The Reserve Bank of India’s Monetary Policy Committee (MPC) will hold an additional meeting on November 3, the central bank said on Thursday.
The meeting has been called to discuss what would be the RBI’s response to the government for failing to achieve its inflation mandate.
According to the Monetary Policy Framework under the RBI Act, if the central bank fails to meet the inflation target, it shall have to provide a report to the government listing the reasons for failure, remedial actions proposed to be taken, and an estimate of the time-period within which inflation shall be brought back to target.
Data released earlier this month showed that average CPI inflation had remained outside the MPC’s prescribed range for three successive quarters, thereby resulting in a failure to achieve the inflation mandate.
The announcement notifying an additional meeting of the MPC has been made as per Section 45ZI (4) of the RBI Act 1934, the RBI said on Thursday.
On October 12, the data showed that India’s consumer price index-based inflation was at 7.41 per cent in September 2022. The data officially marks the failure of the MPC to keep average inflation within the mandated 2-6 per cent target range for three successive quarters.
This is the first time that inflation has remained out of the mandated range for three successive quarters since the six-member panel started to decide the policy repo rate in October 2016.
In August 2016, the government notified that the target for CPI inflation was 4 per cent, with the upper tolerance limit set at 6 per cent and the lower limit set at 2 per cent for five years.
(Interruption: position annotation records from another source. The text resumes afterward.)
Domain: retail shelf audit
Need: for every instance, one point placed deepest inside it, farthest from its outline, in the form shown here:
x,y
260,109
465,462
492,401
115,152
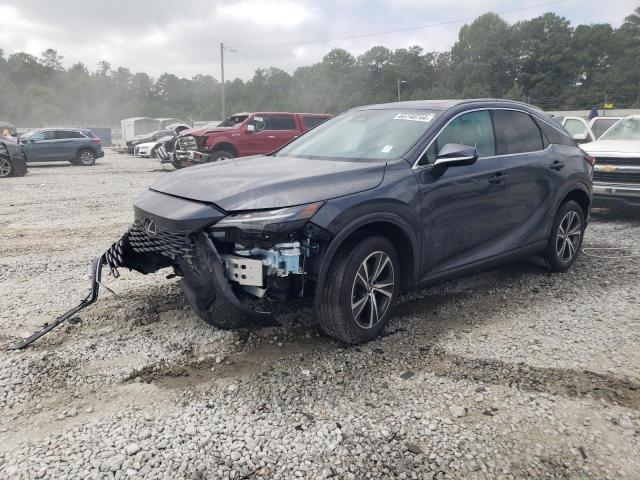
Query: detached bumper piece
x,y
96,272
195,257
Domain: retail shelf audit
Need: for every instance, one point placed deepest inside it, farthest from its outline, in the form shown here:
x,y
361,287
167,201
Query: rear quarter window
x,y
553,135
310,122
516,132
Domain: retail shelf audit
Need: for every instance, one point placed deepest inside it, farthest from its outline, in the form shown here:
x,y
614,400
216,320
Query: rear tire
x,y
86,158
361,290
220,155
566,237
On March 31, 2021, the government extended the same till 2026.
Accounting for the latest data, CPI inflation has been above the 4 per cent mark for 36 months.
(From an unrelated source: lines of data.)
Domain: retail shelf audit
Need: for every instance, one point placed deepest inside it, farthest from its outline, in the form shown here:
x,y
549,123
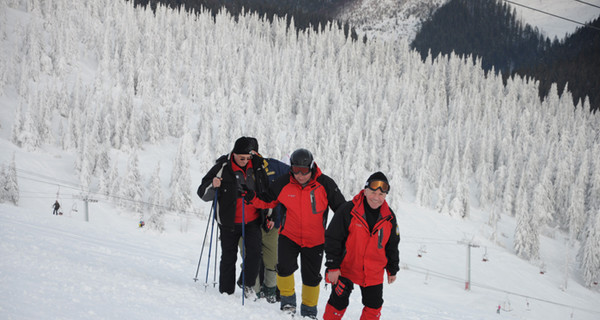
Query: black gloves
x,y
267,225
247,194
In recent media interactions, RBI Governor Shaktikanta Das said it would take around two years for inflation to head back towards 4 per cent. It is likely that this is the time period that the RBI will provide to the government, too.
Amid speculation as to whether the contents of the MPC’s official communication to the government would be made public, Das said last month that the RBI would not publish the letter, given that the information is privileged.
So far in 2022, the MPC has hiked the repo rate by 190 basis points to bring inflation back to target. The repo rate is currently at 5.90 per cent.
In an interview with Business Standard earlier this month, MPC member Jayanth R Varma had said there were three reasons behind the failure to achieve the inflation target.
The first was the disruption caused by the Covid-19 pandemic, which created enormous problems for growth and inflation. The second reason cited by him was the Ukraine war, which caused inflation to jump to unacceptable levels. The third factor pointed out by Varma was the delay in raising interest rates by the MPC. According to him, the MPC should have started raising rates in mid-or-late 2021. If it had done so, the impact of the rate hikes would have started showing now, he said.